Für Pflegebedürftige, die stationär und nicht zuhause gepflegt werden, gelten andere Regelungen. Meistens ist das Pflegeheim für die Versorgung eines stationär ausgenommenen Pflegebedürftigen mit Pflegehilfsmitteln zuständig. In der Regel haben nur Pflegebedürftige mit einem Pflegegrad (früher: Pflegestufe) Ansprüche auf Pflegehilfsmittel.


Kostenübernahme durch die Pflegekasse

Es wird zwischen Pflegehilfsmitteln unterschieden, die durch die Pflegekasse per Festbetrag bezuschusst werden, und zwischen denen, für die kein Festbetrag festgelegt ist. Werden Pflegehilfsmittel bei einem Vertragspartner der Pflegekasse bestellt, übernimmt die Pflegekasse die Kosten bis zu einem vereinbarten Preis. Werden Pflegehilfsmittel nicht bei einem Vertragspartner bestellt, bezahlt die Pflegekasse nur die Kosten des niedrigsten Vergleichspreises. Welchen Betrag die Pflegekasse monatlich für zum Verbrauch bestimmte Pflegehilfsmittel übernimmt, kann bei der Pflegekasse in Erfahrung gebracht werden - aktuell sind es bis zu 40 Euro monatlich, für Pflegehilfsmittel, die zum Verbrauch bestimmt sind.
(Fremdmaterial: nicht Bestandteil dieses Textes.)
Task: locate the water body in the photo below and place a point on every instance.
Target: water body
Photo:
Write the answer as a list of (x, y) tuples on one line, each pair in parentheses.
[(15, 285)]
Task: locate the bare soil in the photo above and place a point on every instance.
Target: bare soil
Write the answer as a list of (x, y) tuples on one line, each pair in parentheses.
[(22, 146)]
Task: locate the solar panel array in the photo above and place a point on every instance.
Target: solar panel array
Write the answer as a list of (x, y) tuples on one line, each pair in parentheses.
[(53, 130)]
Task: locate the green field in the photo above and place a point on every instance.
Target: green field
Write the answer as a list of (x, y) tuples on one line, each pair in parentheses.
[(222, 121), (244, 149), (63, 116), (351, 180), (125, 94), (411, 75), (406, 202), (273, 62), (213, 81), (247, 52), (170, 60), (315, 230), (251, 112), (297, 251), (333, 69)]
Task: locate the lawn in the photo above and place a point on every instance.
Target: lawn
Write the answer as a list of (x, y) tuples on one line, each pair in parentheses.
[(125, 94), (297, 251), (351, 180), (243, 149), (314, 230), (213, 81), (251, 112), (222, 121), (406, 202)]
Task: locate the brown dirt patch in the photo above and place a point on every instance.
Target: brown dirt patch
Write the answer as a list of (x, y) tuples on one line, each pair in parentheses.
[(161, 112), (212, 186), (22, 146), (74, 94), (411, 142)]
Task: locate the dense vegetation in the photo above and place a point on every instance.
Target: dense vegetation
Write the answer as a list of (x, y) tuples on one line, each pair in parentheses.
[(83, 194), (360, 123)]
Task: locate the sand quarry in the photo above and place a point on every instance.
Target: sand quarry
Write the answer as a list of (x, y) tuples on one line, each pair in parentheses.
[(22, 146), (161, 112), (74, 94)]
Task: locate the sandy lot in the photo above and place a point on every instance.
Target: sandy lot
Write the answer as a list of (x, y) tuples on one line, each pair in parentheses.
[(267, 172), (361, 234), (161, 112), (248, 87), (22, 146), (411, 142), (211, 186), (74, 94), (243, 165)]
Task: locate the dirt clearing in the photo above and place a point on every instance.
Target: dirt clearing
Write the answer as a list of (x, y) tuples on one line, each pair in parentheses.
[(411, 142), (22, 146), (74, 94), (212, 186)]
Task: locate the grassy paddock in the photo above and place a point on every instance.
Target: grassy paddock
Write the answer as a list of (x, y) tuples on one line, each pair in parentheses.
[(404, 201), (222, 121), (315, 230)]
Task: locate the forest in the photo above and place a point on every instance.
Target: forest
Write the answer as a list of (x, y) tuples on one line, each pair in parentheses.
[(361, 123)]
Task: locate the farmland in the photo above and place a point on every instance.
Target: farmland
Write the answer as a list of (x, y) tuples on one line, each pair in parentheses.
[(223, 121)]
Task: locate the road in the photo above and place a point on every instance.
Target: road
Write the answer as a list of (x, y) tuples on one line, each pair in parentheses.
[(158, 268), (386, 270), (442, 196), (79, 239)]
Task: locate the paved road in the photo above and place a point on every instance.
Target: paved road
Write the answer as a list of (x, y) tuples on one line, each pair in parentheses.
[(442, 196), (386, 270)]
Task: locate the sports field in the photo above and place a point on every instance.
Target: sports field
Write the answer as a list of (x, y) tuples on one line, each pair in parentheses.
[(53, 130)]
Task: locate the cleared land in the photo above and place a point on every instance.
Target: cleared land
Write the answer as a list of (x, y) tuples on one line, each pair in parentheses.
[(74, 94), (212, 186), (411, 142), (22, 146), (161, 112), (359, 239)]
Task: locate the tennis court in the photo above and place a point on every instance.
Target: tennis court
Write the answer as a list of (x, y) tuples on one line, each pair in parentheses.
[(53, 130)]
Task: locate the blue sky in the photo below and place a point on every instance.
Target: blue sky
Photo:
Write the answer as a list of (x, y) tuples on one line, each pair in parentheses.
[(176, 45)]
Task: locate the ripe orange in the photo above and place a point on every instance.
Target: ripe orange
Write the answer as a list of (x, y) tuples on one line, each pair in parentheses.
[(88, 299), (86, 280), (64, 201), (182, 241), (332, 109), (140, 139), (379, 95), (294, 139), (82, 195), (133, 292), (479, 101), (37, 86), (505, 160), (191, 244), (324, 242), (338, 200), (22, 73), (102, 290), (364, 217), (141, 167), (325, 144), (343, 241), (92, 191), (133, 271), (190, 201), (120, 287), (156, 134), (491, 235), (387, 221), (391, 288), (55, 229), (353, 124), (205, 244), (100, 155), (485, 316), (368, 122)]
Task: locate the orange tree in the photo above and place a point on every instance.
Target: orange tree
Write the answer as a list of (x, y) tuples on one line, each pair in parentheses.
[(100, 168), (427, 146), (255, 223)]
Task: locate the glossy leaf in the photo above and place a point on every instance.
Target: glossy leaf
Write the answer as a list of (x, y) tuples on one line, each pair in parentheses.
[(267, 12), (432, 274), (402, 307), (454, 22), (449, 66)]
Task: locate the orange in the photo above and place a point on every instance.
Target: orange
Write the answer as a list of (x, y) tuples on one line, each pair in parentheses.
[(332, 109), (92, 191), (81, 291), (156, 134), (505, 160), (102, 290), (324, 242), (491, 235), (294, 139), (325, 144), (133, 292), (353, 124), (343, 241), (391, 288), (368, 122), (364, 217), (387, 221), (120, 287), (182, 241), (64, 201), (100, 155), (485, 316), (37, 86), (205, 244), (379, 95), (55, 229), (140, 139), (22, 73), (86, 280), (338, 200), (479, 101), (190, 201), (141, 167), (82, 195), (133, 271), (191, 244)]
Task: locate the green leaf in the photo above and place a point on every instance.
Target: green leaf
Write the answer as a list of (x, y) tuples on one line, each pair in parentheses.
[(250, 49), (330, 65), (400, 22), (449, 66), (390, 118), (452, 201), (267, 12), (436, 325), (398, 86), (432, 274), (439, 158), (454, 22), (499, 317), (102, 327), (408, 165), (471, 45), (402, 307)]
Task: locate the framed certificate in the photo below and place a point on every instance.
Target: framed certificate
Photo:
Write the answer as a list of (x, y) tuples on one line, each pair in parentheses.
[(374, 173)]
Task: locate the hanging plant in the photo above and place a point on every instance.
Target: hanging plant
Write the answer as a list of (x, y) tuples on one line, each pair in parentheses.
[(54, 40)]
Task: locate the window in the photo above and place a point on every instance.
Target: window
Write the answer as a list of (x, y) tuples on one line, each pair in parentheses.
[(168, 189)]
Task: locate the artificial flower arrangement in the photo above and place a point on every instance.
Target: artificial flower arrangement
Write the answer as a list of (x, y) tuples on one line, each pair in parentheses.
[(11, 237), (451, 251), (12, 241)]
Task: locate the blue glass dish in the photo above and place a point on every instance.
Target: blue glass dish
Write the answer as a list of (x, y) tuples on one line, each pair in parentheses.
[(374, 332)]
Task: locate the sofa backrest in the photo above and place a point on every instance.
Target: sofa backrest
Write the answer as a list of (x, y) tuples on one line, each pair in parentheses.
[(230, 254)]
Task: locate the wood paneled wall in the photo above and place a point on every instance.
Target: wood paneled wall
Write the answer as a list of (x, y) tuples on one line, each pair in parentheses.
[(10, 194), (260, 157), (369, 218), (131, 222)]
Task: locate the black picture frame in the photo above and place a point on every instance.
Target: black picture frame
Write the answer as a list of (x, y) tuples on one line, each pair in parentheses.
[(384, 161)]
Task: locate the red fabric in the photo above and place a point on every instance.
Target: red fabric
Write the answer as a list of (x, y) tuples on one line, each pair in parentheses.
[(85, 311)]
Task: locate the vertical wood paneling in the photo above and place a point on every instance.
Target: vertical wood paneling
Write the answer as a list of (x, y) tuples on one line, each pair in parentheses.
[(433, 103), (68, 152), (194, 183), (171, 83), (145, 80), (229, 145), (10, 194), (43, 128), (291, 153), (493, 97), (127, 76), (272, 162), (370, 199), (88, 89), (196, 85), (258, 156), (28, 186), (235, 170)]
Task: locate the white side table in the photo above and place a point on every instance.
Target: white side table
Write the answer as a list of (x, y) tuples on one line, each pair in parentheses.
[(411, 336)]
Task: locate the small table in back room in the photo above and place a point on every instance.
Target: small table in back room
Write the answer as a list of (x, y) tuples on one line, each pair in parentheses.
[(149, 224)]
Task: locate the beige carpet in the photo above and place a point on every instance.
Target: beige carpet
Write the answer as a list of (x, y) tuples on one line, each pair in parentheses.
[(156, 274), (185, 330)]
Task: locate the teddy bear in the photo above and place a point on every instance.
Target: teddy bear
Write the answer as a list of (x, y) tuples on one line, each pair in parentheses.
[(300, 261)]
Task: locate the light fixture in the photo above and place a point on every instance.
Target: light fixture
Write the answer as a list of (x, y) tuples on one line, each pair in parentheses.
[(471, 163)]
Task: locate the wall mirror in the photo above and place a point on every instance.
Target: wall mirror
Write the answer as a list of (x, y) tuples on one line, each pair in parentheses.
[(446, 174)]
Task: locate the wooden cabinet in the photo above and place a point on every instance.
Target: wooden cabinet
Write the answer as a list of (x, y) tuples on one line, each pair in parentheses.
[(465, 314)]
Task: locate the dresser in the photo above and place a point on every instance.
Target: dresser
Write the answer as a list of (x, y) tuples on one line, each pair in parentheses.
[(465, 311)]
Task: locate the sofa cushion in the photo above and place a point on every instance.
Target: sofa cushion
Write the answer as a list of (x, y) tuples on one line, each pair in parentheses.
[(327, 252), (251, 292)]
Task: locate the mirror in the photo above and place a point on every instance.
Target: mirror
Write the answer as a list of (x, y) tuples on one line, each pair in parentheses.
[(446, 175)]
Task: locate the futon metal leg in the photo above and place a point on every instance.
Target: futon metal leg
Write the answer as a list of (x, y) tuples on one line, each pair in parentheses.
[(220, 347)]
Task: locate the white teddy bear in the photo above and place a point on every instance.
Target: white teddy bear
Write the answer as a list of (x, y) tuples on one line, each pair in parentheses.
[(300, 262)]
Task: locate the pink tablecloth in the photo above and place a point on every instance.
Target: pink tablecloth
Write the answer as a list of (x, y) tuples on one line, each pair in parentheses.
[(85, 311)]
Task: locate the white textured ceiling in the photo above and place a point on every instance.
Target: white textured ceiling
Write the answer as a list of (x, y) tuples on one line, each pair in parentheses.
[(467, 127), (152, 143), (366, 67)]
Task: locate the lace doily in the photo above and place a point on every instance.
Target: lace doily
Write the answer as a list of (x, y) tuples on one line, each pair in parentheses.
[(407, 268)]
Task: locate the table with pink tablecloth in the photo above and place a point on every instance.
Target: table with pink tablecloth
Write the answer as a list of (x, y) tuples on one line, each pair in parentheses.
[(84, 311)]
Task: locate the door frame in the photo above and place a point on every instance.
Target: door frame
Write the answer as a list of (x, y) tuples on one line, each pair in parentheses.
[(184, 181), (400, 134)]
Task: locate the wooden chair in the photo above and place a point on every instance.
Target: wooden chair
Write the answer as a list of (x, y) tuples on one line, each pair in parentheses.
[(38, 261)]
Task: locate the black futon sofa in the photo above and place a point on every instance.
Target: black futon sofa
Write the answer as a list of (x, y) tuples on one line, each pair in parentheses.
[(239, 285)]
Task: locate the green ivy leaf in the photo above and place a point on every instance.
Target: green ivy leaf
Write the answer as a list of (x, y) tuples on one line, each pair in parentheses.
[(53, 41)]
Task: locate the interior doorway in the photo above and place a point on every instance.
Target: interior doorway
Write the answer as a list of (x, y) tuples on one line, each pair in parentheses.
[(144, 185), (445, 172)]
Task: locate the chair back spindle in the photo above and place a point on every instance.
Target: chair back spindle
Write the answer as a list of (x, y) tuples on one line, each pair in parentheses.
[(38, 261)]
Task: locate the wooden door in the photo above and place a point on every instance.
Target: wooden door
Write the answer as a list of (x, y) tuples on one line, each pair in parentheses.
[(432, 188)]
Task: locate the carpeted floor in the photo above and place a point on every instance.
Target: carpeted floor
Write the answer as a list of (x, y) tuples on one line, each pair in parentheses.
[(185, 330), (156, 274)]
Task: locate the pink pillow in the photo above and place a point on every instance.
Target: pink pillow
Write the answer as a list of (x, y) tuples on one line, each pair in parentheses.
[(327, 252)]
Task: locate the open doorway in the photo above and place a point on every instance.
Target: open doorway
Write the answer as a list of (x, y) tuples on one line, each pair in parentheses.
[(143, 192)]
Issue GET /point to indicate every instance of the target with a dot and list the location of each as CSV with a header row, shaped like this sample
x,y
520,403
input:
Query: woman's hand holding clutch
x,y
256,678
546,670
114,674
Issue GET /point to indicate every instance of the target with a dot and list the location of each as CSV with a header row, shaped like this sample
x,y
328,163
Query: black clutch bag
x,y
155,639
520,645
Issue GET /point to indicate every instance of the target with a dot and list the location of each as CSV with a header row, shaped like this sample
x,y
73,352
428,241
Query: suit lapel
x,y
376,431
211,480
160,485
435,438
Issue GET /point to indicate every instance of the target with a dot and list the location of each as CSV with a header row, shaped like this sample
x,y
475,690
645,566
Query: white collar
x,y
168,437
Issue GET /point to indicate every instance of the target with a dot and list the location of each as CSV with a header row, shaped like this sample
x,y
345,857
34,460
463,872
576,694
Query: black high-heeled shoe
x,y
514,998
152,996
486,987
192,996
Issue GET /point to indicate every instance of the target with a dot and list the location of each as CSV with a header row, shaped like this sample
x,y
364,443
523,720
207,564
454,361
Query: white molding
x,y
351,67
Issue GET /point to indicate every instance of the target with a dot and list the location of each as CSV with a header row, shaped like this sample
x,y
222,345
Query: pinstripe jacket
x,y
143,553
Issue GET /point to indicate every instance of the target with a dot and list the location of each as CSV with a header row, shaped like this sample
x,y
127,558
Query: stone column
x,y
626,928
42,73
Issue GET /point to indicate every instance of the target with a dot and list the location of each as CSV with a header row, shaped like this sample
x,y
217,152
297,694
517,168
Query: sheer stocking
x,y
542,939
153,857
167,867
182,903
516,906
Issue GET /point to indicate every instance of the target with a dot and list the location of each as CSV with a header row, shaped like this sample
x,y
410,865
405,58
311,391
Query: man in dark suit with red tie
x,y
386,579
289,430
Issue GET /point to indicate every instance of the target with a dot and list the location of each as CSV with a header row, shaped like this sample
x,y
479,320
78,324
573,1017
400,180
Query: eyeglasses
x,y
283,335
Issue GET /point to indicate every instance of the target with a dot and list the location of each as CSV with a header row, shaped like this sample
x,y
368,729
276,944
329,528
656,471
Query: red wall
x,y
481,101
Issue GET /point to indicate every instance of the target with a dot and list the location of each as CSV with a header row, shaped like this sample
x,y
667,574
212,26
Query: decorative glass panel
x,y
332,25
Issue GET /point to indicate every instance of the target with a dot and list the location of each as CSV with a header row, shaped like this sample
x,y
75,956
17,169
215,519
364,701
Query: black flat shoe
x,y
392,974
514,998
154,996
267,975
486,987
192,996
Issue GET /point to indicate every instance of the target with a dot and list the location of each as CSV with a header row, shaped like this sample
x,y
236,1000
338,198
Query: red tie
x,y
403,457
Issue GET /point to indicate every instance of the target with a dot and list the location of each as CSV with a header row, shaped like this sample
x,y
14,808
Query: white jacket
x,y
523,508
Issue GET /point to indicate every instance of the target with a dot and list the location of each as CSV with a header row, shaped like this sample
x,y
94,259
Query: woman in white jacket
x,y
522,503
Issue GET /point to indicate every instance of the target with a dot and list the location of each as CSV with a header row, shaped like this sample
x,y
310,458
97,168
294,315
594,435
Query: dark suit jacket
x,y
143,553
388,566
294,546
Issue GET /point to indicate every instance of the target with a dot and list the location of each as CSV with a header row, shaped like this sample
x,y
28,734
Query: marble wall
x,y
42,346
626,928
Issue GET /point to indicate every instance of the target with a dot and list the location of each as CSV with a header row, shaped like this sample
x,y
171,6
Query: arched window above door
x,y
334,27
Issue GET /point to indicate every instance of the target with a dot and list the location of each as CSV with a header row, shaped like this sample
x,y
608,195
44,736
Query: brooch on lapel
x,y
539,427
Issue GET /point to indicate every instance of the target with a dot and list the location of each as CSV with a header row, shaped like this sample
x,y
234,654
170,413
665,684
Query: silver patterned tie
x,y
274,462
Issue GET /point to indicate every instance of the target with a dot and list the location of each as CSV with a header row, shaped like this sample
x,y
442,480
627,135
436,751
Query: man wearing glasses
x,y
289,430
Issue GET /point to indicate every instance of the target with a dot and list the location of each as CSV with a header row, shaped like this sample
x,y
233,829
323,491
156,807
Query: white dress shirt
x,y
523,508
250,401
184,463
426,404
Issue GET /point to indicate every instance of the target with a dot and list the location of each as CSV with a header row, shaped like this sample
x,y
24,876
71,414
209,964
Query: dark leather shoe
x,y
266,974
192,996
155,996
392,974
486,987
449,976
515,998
Sollten die Kosten dieser Hilfsmittel den maximalen Festbetrag überschreiten, müssen die zusätzlichen Ausgaben vom Pflegebedürftigen bezahlt werden

Die Leistung für die Pflegehilfsmittel kann in Form einer Kostenerstattung erfolgen. Ob die Kosten für ein Pflegehilfsmittel erstattet werden, hängt davon ab, ob das Pflegehilfsmittel im Pflegehilfsmittelverzeichnis gelistet ist. Welche Zuzahlung ein Pflegebedürftiger leisten muss, kann ebenfalls bei der Pflegekasse in Erfahrung gebracht werden


Pflegehilfsmittel beantragen

Die Pflegekasse bezahlt nicht automatisch, sondern das Pflegehilfsmittel muss beantragt, sowie genehmigt werden. Dazu sollte ein Antrag bei der Pflegekasse eingereicht werden. Der Antrag kann formlos erfolgen, sollte allerdings Patientennamen, Geburtsdatum des Patienten und Pflegemittelart und Zweck des Mittels beinhalten. Wird der Pflegekasse dann ein Gutachten des Medizinischen Dienstes der Krankenkassen (MDK) oder eine ärztliche Empfehlung vorgelegt, ist das meist ausreichend, um den Antrag genehmigt zu bekommen. Allerdings ist eine ärztliche Empfehlung oder ein MDK-Gutachten für die Antragsgenehmigung nicht unbedingt erforderlich.

Die Pflegehilfsmittel zum Verbrauch werden als Sachleistungen zur Verfügung gestellt. Diese können per Kostenübernahme als Kostenerstattung ausgezahlt werden. Es ist ratsam, mit der Pflegekasse über Sachleistung und Kostenerstattung zu sprechen.

Wenn der Antrag abgelehnt wird

Wird ein Pflegehilfsmittel-Antrag von der Pflegekasse abgelehnt, kann sich ein Widerspruch lohnen. Im Widerspruch sollten die Gründe für das Pflegehilfsmittel dann genauer und detaillierter beschrieben werden. Wird der Antrag ein zweites Mal abgelehnt, kann nur noch das Sozialgericht helfen und es sollte über einen Gang zum Sozialgericht nachgedacht werden.